Age and Sex Patterns of Drug Prescribing in a Defined American Population

Division of Epidemiology, Mayo Clinic, Rochester, MN.
Mayo Clinic Proceedings (Impact Factor: 5.79). 06/2013; 88(7). DOI: 10.1016/j.mayocp.2013.04.021
Source: PubMed

ABSTRACT To describe the age and sex patterns of drug prescribing in Olmsted County, Minnesota.
Population-based drug prescription records for the Olmsted County population in 2009 were obtained using the Rochester Epidemiology Project medical records linkage system (n=142,377). Drug prescriptions were classified using RxNorm codes and were grouped using the National Drug File-Reference Terminology.

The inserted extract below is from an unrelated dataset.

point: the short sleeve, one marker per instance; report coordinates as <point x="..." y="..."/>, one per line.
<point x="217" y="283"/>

Overall, 68.1% of the population (n=96,953) received a prescription from at least 1 drug group, 51.6% (n=73,501) received prescriptions from 2 or more groups, and 21.2% (n=30,218) received prescriptions from 5 or more groups. The most commonly prescribed drug groups in the entire population were penicillins and β-lactam antimicrobials (17%; n=23,734), antidepressants (13%; n=18,028), opioid analgesics (12%; n=16,954), antilipemic agents (11%; n=16,082), and vaccines/toxoids (11%; n=15,918). However, prescribing patterns differed by age and sex. Vaccines/toxoids, penicillins and β-lactam antimicrobials, and antiasthmatic drugs were most commonly prescribed in persons younger than 19 years. Antidepressants and opioid analgesics were most commonly prescribed in young and middle-aged adults. Cardiovascular drugs were most commonly prescribed in older adults. Women received more prescriptions than men for several drug groups, in particular for antidepressants. For several drug groups, use increased with advancing age.
This study provides valuable baseline information for future studies of drug utilization and drug-related outcomes in this population.